The process of creating a patch release is roughly as follows:

  1. Create a new branch (e.g. backports-release-1.10) against the relevant minor release branch (e.g. release-1.10). Usually a corresponding pull request is created as well.

  2. Add commits, nominally from master (hence "backports"), to that branch. See below for more information on this process.

  3. Run the BaseBenchmarks.jl benchmark suite and PkgEval.jl package ecosystem exerciser against that branch. Nominally BaseBenchmarks.jl and PkgEval.jl are invoked via Nanosoldier.jl from the pull request associated with the backports branch. Fix any issues.

  4. Once all test and benchmark reports look good, merge the backports branch into the corresponding release branch (e.g. merge backports-release-1.10 into release-1.10).

  5. Open a pull request that bumps the version of the relevant minor release to the next patch version, e.g. as in this pull request.

  6. Ping @JuliaLang/releases to tag the patch release and update the website.

  7. Open a pull request that bumps the version of the relevant minor release to the next prerelease patch version, e.g. as in this pull request.

Step 2 above, i.e. backporting commits to the backports-release-X.Y branch, has largely been automated via Backporter: Backporter searches for merged pull requests with the relevant backport-X.Y tag, and attempts to cherry-pick the commits from those pull requests onto the backports-release-X.Y branch. Some commits apply successfully without intervention, others not so much. The latter commits require "manual" backporting, with which help is generally much appreciated. Backporter generates a report identifying those commits it managed to backport automatically and those that require manual backporting; this report is usually copied into the first post of the pull request associated with backports-release-X.Y and maintained as additional commits are automatically and/or manually backported.
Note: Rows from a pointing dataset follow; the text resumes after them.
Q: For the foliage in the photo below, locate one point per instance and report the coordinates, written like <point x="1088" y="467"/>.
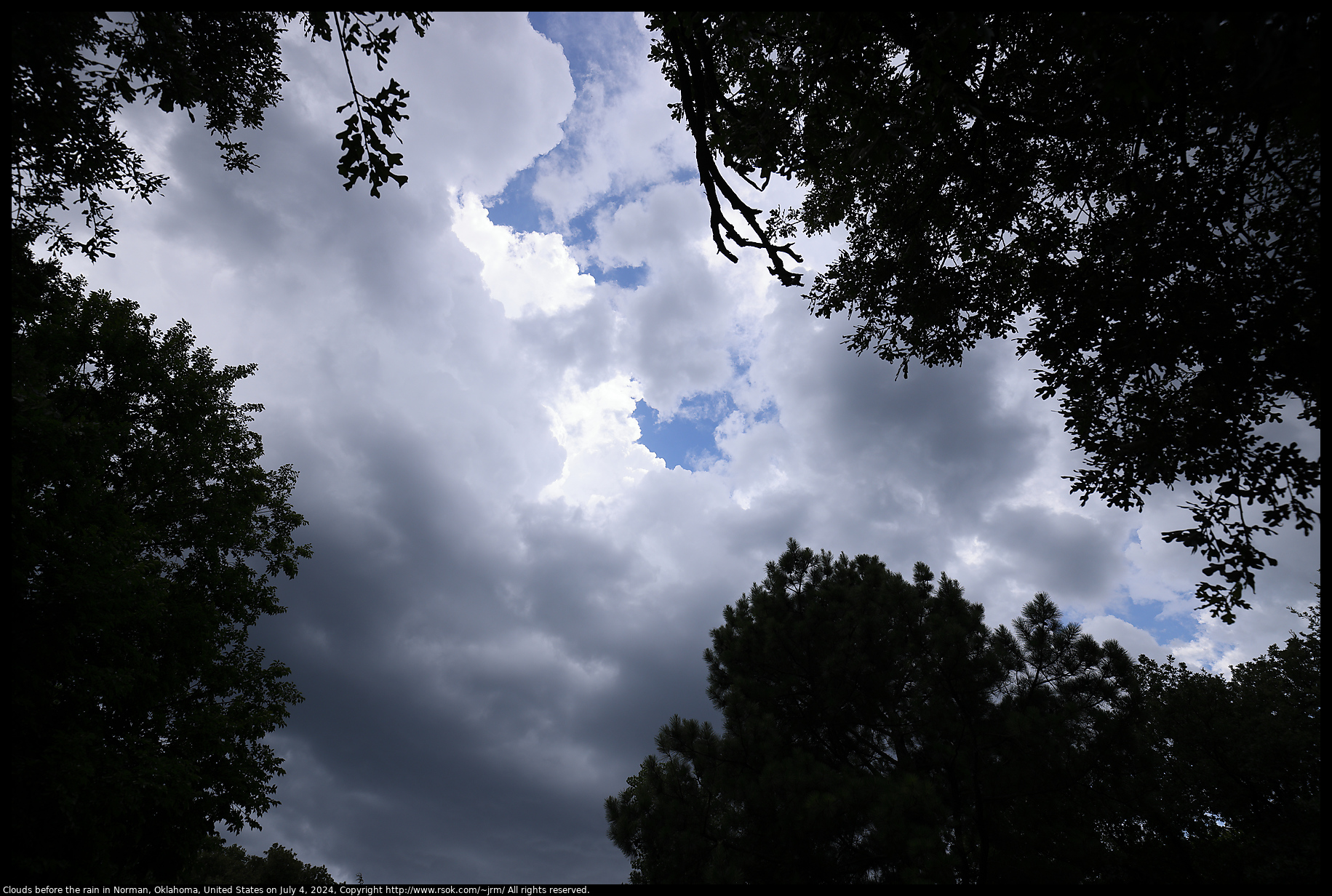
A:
<point x="1229" y="785"/>
<point x="144" y="538"/>
<point x="73" y="72"/>
<point x="1135" y="197"/>
<point x="223" y="865"/>
<point x="877" y="731"/>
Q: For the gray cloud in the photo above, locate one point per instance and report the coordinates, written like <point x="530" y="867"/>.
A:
<point x="484" y="658"/>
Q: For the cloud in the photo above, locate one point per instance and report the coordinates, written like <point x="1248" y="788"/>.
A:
<point x="1131" y="638"/>
<point x="511" y="593"/>
<point x="524" y="272"/>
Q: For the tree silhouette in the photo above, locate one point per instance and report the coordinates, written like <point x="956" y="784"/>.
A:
<point x="73" y="72"/>
<point x="144" y="538"/>
<point x="1135" y="199"/>
<point x="877" y="731"/>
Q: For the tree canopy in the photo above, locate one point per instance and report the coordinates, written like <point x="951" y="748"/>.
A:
<point x="1135" y="199"/>
<point x="145" y="537"/>
<point x="73" y="72"/>
<point x="878" y="731"/>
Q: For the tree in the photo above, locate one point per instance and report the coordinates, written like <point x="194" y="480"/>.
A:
<point x="221" y="865"/>
<point x="875" y="730"/>
<point x="144" y="537"/>
<point x="73" y="72"/>
<point x="1229" y="780"/>
<point x="1134" y="197"/>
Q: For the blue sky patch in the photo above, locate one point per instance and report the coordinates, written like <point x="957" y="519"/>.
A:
<point x="689" y="439"/>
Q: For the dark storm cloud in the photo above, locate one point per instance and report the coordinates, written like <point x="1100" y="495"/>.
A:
<point x="511" y="594"/>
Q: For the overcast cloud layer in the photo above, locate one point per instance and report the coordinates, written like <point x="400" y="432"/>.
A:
<point x="481" y="378"/>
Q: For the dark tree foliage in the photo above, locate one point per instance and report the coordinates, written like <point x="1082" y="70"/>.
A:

When contributing a manual backport, if you have the necessary permissions, please push the backport directly to the backports-release-X.Y branch. If you lack the relevant permissions, please open a pull request against the backports-release-X.Y branch with the manual backport. Once the manual backport is live on the backports-release-X.Y branch, please remove the backport-X.Y tag from the originating pull request for the commits.